Having finished that digression, I return to my indictment. Among us, in France, there are old people, silent and invisible, who finish their days miserably in the midst of an insolent array of luxury. Beneath the façade of beautiful Paris there exists—extensively—sordid streets and innumerable slums.
Among us, here, there is an alienated youth, misunderstood and treated with indifference. Among us, here, women await their true emancipation, and buckle under the quadruple burden of motherhood, breadwinning, housework, and illegal abortions. Here, there is the accelerated rhythm of factory work that drains and shortens lifespans. There is the shame of most of our hospitals and our universities, poorly equipped and overwhelmed, the scandal of non-socialized healthcare and rapacious pharmaceutical corporatization, the vileness of our prison system. There is the ludicrous squandering of our resources for the atomic bomb and for greatness.
There is the disgraceful treatment that we reserve for foreigners, their hyper-exploitation, their segregation into . . .semi-ghettos, the egotism, the chauvinism, the racism that so many French people exhibit. There is the burden of the high cost of living, work that mechanization and excessive concentration cut into more and more ominously.
Finally, in a nutshell, the worker’s condition is far from being abolished in this country, Forman, where we have welcomed you.
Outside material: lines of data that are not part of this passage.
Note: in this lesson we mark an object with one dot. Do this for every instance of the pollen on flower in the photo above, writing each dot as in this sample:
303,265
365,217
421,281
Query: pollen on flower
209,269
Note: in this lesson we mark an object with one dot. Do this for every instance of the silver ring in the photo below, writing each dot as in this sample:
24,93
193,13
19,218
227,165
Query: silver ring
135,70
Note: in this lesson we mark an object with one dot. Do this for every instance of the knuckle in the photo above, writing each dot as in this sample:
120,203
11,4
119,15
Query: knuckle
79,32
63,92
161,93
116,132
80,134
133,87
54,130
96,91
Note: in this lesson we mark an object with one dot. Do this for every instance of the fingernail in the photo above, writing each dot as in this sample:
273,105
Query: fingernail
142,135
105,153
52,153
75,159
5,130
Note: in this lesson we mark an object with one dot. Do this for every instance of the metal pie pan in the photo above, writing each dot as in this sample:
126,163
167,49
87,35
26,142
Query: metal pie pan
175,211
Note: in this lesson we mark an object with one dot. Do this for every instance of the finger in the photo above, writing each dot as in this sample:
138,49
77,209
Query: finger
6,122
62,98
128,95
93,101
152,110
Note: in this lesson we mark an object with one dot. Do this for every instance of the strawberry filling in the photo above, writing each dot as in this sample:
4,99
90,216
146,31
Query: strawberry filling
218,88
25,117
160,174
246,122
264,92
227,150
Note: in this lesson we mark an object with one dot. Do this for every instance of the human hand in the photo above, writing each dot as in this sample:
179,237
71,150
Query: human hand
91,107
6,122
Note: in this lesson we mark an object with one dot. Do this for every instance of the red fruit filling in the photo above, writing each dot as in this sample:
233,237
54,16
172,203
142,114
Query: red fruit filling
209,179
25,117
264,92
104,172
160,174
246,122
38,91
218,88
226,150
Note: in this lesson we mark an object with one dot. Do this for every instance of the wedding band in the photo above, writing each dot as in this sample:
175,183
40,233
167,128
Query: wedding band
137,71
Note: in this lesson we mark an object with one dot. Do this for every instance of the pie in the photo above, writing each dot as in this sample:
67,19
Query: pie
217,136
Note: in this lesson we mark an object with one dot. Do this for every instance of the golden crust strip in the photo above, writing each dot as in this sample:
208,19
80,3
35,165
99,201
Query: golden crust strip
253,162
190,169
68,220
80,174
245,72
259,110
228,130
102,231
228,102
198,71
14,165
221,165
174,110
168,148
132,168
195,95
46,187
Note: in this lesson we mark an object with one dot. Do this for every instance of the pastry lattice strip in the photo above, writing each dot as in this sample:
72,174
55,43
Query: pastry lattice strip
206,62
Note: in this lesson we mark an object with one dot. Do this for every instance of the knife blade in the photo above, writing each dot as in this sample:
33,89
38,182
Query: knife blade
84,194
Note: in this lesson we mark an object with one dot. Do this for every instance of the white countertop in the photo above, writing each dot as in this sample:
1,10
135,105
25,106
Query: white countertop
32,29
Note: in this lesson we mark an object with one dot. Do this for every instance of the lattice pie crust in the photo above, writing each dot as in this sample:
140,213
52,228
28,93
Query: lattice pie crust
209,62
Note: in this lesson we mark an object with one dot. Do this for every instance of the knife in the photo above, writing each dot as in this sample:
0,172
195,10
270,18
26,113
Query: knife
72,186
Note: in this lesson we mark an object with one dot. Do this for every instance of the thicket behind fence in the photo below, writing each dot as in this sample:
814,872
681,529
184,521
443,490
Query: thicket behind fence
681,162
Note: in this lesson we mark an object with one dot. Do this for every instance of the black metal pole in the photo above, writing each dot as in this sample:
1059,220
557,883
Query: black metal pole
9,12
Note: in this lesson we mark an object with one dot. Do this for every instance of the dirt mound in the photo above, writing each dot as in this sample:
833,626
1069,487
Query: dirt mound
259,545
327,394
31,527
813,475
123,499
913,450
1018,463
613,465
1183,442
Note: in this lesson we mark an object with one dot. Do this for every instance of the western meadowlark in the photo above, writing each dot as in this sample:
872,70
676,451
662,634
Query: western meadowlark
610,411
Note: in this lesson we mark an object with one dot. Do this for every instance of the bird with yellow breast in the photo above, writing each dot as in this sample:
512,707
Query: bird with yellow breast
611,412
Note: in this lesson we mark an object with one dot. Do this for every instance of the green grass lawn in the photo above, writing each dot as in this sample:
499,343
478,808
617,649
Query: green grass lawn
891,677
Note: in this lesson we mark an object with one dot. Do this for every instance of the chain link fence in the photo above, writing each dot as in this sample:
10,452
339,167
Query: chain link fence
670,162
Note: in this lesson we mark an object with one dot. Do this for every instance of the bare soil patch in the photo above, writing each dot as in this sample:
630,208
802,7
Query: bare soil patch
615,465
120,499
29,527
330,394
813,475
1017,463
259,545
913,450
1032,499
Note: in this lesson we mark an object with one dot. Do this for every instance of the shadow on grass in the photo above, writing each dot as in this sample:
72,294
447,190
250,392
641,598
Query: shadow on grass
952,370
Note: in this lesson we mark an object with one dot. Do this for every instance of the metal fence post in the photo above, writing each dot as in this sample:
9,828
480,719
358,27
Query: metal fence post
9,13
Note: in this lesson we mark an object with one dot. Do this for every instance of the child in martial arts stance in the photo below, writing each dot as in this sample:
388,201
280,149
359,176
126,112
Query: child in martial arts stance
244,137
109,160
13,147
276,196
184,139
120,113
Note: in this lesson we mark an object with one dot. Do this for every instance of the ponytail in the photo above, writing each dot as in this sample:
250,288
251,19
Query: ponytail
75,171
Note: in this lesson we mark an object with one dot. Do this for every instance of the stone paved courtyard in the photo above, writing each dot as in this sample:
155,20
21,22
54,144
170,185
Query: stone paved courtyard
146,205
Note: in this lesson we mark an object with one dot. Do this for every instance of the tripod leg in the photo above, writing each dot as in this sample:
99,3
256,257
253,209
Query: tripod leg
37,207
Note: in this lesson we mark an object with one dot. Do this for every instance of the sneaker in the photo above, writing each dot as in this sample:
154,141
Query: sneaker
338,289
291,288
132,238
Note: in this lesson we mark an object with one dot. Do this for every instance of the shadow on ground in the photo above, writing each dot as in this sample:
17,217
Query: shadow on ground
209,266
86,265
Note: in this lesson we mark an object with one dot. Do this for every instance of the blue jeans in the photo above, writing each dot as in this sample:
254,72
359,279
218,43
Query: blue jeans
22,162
Despite appearances, the words of Karl Marx and Friedrich Engels hold at base a truth, the knowledge that, in the revolution, the workers have nothing to lose but their chains, and a whole world to win.
Certainly, the means of our struggle should not necessarily be exactly the same as those that you have put into practice, dear Black American friends, and I would not at all like to suggest tonight that the training of sharpshooters is, for the moment, the order of the day for us here [Shouts of: “Yes, yes, it is!”].
But your will to destroy, to burn, as you say—and as you do—a system of white power that can no longer be tolerated, should reestablish within us a desire for our own deliverance. It is time, it is high time that we make heard in this country the great voice that discontented students on the other side of the Rhine call—with our own revolutionary students—an extraparliamentary opposition. It is high time that with you, and like you, comrades of S.N.C.C., we obliterate the old world in order to build another—viable and livable.
[i] Many thanks to Miranda Davidson for her valuable suggestions on the introduction. Many thanks to Sebastian Budgen, whose forthcoming article on Guérin in Salvage offered solutions to some of the trickier expressions through his translation of excerpts of this text. Many thanks to Marc Kohlbry and Diane Brown for their feedback and proofreading, especially of the translation.
[ii] “En peau de lapin,” refers to the low quality of rabbit fur compared to mink, and thus suggests a phony or counterfeit version of something.